Elves: Nostalgic Progressives or “Bad Conservatives”?

Tolkien’s metaphysics of evil, part 27

The previous post suggested that Tolkien flecks his characterization of the Elves with an element of the bad kind of escapism he discusses in his essay “On Fairy-Stories.” It should be said, however, that in the Athrabeth Finrod ah Andreth (“Debate of Finrod and Andreth,” Morgoth’s Ring), Tolkien allows Finrod to articulate a more balanced, considered Elvish perspective on the matter:

“Other creatures also in Middle-earth we [the Elves] love in their measure and kind: the beasts and birds who are our friends, the trees, and even the fair flowers that pass more swiftly than Men. Their passing we regret; but believe it to be a part of their nature, as much as are their shapes or their hues.” (Morgoth’s Ring 308)

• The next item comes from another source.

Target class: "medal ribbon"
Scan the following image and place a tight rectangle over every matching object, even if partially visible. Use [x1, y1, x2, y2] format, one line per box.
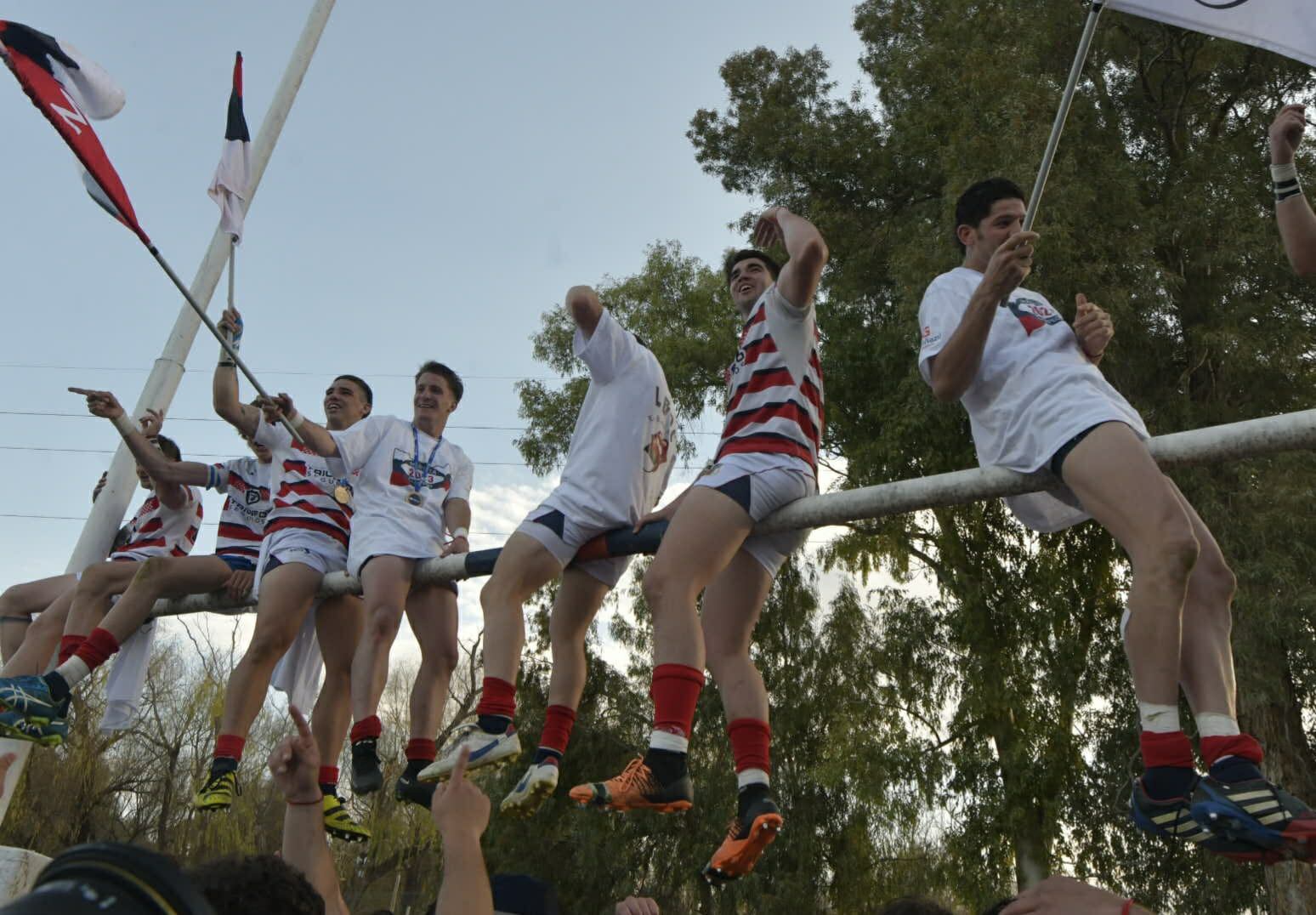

Verlyn Flieger, in an excellent discussion of the necessity of change in Tolkien’s philosophy and fiction, indicates something of the complexity and even self-critical nature of Tolkien’s emphasis on this point. While Tolkien was himself an Elf of sorts, and his “psychological and emotional yearning was nostalgia for aspects of his world that had vanished or were vanishing in his lifetime, still, his philosophical and religious position was that change is necessary” (Splintered Light 170). Flieger also makes my earlier point about “evil” in this regard involving the desire for some good when she writes: “Desire to preserve a present good inevitably becomes desire to keep it from passing, but this leads to stagnation. The process of change is part of the design, and must continue if the design is to be fulfilled” (170). Finally, Peter Kreeft has also written perceptibly (if not slightly hyperbolically) on the problem of Elves and change, describing them as “bad conservatives: they want to embalm the present. Seeing the downward slant of the present, they try to preserve the past. They are not evil like Sauron, who always wants to sing ‘I Did It My Way’, but they are foolish because they sing ‘I Believe in Yesterday’” (The Philosophy of Tolkien: The Worldview Behind the Lord of the Rings, 80).